During my CAR T-cell treatment, my fifth grandchild was born. It doesn’t escape me that I might never have met this grandchild if I hadn’t had this life-saving therapy. Although I am fully retired now, my life remains physically and mentally active. I have a woodturning and blacksmithing shop and enjoy spending time there with my grandchildren making birdhouses.

I have always had a successful marriage and family life, but cancer has brought us even closer together. My wife, Jean, has been my biggest supporter, and I am more appreciative than ever of the wonderful life we have built together.

Many days the word “myeloma” doesn’t cross my mind, but the worry about a recurrence is always there. I see my oncologist every 6 weeks for monitoring and blood tests, and, I admit, I hold my breath until I get the negative results.

I’m grateful for the research that has made it possible for me to continue the life I love with the people I love.

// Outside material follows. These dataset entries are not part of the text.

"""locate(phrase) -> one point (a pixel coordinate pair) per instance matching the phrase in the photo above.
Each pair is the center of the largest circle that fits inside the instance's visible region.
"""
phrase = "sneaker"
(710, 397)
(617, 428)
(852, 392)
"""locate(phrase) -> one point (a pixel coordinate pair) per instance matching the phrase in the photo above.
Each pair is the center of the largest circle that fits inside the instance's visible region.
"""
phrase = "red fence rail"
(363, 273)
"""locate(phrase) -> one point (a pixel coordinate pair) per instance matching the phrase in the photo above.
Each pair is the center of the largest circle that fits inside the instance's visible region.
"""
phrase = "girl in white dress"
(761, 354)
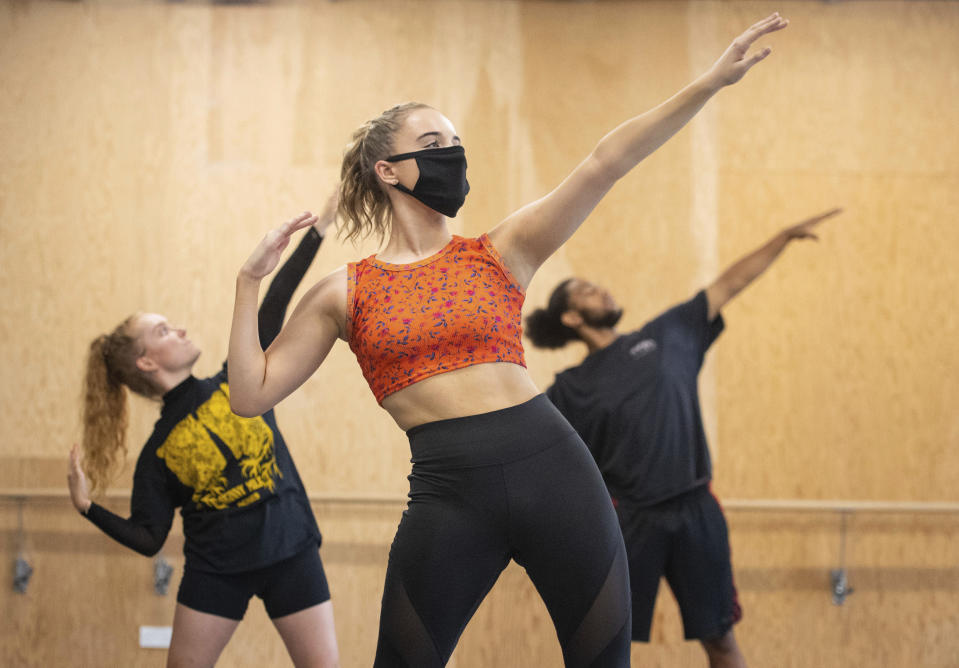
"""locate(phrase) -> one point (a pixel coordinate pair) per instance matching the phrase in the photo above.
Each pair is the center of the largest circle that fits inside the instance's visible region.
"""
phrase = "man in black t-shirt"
(635, 402)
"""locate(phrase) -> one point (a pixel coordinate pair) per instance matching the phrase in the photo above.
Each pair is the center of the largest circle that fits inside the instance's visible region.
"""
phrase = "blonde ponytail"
(364, 207)
(111, 365)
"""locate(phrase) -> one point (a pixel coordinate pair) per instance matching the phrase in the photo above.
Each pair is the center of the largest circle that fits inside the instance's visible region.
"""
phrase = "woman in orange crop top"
(433, 318)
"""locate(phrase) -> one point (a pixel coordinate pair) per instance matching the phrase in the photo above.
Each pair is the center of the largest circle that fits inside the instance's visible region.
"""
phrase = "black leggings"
(517, 483)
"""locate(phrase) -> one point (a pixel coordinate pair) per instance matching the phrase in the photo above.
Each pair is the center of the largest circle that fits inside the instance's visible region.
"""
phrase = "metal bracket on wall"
(162, 572)
(22, 570)
(838, 577)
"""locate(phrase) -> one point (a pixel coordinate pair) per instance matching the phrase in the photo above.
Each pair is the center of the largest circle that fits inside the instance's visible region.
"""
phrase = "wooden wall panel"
(147, 146)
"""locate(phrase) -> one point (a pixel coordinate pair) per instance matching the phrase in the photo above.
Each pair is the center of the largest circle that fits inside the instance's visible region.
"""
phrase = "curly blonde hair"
(364, 206)
(111, 368)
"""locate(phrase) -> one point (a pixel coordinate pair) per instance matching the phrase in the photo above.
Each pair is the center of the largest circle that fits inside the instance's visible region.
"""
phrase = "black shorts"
(685, 540)
(286, 587)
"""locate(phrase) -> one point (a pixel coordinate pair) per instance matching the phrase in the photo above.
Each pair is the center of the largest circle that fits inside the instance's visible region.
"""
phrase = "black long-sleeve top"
(240, 495)
(636, 405)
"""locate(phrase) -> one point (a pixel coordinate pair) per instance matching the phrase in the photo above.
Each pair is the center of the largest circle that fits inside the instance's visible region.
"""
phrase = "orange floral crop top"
(454, 309)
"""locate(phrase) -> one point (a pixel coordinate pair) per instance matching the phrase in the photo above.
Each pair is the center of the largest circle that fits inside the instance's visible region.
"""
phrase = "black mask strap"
(439, 152)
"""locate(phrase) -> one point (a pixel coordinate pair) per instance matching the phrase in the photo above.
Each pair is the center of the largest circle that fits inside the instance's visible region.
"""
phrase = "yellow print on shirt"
(193, 456)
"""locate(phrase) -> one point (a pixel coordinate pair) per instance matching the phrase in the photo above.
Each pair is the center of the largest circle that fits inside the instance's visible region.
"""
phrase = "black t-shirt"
(636, 405)
(241, 497)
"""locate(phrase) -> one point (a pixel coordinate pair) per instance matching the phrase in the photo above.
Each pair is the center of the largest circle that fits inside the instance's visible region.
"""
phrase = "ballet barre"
(769, 505)
(839, 580)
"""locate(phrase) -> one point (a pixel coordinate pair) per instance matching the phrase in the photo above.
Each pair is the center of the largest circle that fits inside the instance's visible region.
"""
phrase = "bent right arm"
(260, 379)
(146, 529)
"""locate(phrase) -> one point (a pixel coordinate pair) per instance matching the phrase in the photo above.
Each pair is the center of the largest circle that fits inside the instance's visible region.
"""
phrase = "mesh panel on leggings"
(404, 641)
(602, 638)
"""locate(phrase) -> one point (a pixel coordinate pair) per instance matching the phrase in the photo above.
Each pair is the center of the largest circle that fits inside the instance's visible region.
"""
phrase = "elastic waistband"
(497, 437)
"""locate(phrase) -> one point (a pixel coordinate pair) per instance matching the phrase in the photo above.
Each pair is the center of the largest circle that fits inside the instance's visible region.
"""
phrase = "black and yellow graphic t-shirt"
(241, 498)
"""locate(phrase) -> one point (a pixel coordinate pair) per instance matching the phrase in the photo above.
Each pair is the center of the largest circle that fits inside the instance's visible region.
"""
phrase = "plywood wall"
(145, 147)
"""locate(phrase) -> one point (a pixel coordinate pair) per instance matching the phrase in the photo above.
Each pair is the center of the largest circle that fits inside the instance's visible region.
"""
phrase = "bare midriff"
(472, 390)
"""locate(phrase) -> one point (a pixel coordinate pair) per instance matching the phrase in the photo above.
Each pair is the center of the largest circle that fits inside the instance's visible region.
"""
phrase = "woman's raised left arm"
(529, 236)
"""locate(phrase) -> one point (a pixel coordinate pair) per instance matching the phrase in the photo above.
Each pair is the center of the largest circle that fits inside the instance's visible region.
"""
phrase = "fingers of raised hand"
(771, 23)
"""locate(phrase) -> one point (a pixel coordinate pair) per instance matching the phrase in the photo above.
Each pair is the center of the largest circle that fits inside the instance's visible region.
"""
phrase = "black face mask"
(442, 185)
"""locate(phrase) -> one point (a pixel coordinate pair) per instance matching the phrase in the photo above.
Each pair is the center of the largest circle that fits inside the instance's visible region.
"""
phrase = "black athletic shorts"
(685, 540)
(286, 587)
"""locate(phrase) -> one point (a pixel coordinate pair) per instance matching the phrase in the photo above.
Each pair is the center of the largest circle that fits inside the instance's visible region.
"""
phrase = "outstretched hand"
(804, 229)
(734, 63)
(77, 481)
(266, 255)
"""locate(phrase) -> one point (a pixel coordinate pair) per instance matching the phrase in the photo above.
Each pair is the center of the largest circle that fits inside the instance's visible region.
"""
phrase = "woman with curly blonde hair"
(247, 522)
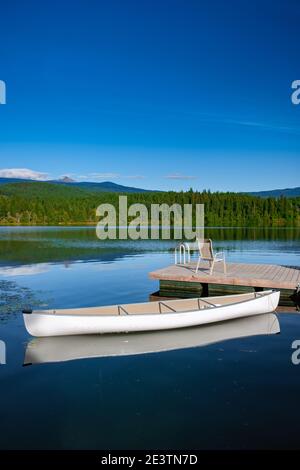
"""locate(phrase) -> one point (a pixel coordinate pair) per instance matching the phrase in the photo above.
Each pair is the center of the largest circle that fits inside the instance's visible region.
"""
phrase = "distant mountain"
(105, 186)
(66, 179)
(288, 192)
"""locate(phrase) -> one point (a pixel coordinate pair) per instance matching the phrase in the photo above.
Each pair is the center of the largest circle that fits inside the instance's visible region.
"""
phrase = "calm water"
(239, 393)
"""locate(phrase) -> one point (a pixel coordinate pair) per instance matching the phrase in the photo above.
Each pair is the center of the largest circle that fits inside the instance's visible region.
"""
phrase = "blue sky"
(156, 94)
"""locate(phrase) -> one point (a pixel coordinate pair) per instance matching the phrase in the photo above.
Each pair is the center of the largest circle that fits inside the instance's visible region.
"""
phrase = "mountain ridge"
(109, 186)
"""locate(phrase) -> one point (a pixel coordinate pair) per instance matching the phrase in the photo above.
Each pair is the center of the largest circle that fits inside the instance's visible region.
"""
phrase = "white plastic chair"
(206, 253)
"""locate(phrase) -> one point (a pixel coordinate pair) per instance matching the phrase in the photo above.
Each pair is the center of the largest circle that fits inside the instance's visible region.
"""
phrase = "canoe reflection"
(67, 348)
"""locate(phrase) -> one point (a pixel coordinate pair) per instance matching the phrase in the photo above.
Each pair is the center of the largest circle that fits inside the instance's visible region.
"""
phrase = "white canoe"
(148, 316)
(60, 349)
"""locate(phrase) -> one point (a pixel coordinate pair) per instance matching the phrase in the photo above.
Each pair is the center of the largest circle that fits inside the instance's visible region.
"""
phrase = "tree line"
(40, 205)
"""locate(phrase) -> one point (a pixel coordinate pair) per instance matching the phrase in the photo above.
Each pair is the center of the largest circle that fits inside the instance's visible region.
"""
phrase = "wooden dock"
(258, 276)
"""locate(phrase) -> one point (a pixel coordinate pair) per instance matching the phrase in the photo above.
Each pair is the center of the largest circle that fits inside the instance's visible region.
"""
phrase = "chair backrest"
(205, 248)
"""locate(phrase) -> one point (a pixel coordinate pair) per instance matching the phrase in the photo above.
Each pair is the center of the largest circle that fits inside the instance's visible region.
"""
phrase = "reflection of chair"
(206, 253)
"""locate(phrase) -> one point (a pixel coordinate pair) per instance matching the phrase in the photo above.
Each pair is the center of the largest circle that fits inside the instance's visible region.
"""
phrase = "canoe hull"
(40, 325)
(68, 348)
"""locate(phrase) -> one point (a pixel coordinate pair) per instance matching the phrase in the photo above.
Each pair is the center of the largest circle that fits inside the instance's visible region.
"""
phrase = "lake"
(239, 393)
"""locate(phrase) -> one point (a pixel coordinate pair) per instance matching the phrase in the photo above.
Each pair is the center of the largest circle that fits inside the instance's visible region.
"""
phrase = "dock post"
(205, 292)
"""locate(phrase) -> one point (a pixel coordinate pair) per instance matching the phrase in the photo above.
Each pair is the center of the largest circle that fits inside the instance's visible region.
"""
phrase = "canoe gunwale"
(210, 306)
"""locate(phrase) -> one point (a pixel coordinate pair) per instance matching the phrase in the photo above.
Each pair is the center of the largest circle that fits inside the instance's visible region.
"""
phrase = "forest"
(50, 204)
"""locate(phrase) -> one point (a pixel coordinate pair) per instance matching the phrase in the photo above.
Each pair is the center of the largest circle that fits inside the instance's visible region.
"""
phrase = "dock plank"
(238, 274)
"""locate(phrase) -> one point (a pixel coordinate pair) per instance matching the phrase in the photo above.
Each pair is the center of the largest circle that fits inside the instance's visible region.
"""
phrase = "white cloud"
(179, 176)
(23, 173)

I’ve seen firsthand the far-reaching impact science-driven advances can have on the lives of cancer survivors. I’m so happy that I am one of the recipients of that progress. 

Dr. Wellenstein lives in Sauquoit, New York.

Editor’s Note: Columns in the Patient’s Corner are based solely on information The ASCO Post received from patients and should be considered anecdotal.

REFERENCE

1. U.S. Food and Drug Administration: FDA approves first cell-based gene therapy for adult patients with multiple myeloma. Available at www.fda.gov/news-events/press-announcements/fda-approves-first-cell-based-gene-therapy-adult-patients-multiple-myeloma. Accessed June 17, 2022.